Charlie Rahiri rang me to see if I’d like to see behind the scenes of an annual royal marae feast.
“We’re feeding four hundred,” says Charlie, who oversees the April banquet at Huria Marae. “Two hundred and sixty are seated in the dining room, and we’ll have an overflow. Everything’s getting prepped. Two pigs, two sheep, a beef and a whole lot of seafood.”
Charlie works for Te Puni Kokiri, the Government ministry for Maori Development, and is one of the senior advisers in the Bay of Plenty region. In his own time, he’s also a very friendly version of chef Ramsay.
“My focus is on marae revitalisation and housing,” says Charlie. “And I’ve been running the kitchen here for the Poukai for 11 years.”
This is the 61st year that the Huria Marae has hosted the Poukai. Flags are hoisted at dawn, and the Māori king Tūheitia Paki and his wife Makau Ariki Atawhai, along with a large contingent of visitors are ceremonially welcomed onto the marae at 10am for a day of speeches, performances, music and a large banquet.
Since the 1880s, during the reign of King Tāwhiao, the marae affiliated to the Kīngitanga have been held together by traditions such as the Poukai, an annual circuit of visits by the Māori king to marae around and beyond the Tainui region, that includes feasting and cultural performances.

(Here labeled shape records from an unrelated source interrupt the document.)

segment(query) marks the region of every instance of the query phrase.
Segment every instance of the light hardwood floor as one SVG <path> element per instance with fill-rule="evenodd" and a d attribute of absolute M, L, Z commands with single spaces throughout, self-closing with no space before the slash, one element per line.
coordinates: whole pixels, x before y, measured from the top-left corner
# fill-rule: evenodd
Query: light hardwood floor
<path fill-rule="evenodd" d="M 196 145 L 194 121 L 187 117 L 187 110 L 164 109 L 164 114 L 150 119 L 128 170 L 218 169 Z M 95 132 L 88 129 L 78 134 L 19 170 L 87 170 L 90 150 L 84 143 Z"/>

Started in 1885 by King Tāwhiao, at the Whatiwhatihoe Marae, it was intended for te pouaru, te rawakore and te whanau pani (the widowed, the destitute and the bereaved).
Pou relates to a gathering, and kai is about food and a place to come together as one. Poukai is about remembering those who have passed on, eating together, and dining with the head of the Kingitangi movement.
Preparations at Huria marae began days before with one of the key components preparing the large feast. On the day of the Poukai I found about 20 people busy in the kitchen, another ten outside, and more looking after the hangi.
“I changed it when I first came on,” says Charlie. “There was unhealthy stuff, so we flipped it around, and made the unhealthy stuff the option, and the healthy the main. It took a couple of years for everyone to get used to it but they did. No more fizzy drinks.
“The hangi is getting prepared up the road, probably one of the biggest hangi pits in Tauranga.”
There are four separate preparation teams in the kitchen, taking care of the king’s menu, the seafood, the meat, and Charlie overseeing the rest.
“The king has a separate menu,” says Charlie. “He’s going to many Poukai around the Waikato, so he probably has hangi all the time.
“I’m just the one to bring it all together and make sure it’s on time and on budget.
“We started on Wednesday with the cleaning of the marae, mowing the lawns, painting, making it look nice, prepping the food. We probably won’t finish our part until Tuesday.”
Kylie Willison is in the dining room overseeing the table settings with about 15 girls helping.
“The mahi began on Friday,” says Kylie. “Today the girls will be waiting on all our manuhiri - our visitors that come onto the marae. Most of them are from Tanui waka.
“The girls will make sure our visitors have enough kai on their tables, and cup of teas. After the kai is finished they’ll clear the dishes away and then reset to give our whanau from here kai afterwards.”
It’s a long day for the girls, who are following in the tradition set by their mothers, aunties and grandmothers before them.
“We’re very grateful to have them,” says Kylie. “There’s generations of children that have been brought up on the marae here and have learned to do it as their parents and grandparents have done it before them.
“It’s a very special thing and we look forward to it every year. It’s probably the biggest event our marae holds and prepares for.”
There are only a couple of maraes that host Poukai outside of Waikato.
Poukai were established by the second Māori King, Tāwhiao, who said “Kua whakatūria e ahau tēnei kaupapa hei whāngai i te pouaru, te pani me te rawakore, he kuaha whānui kua puare ki te puna tangata me te puna kai” - “I have instituted this gathering to feed the widowed, the bereaved and the destitute, it is a doorway that has been opened to the multitudes of people and the bounty of food.”
Dr Maharaia Winiata, who lived from 1912 – 1960 was instrumental in bringing Poukai to Huria, through his friendship with Princess Te Puea Herangi (1883 – 1952). The Huria meeting house Tamateapokaiwhenua was opened in 1956 by Kingi Koroki, who had visited Tauranga several times.
Maharaia once said “Ina aro atu te oranga ki nga mea pai, ka rere te wairua, ka taea nga mea katoa” which means “When our lives and heart are attuned to good things, life is clear, the spirit flows freely. Everything is possible.”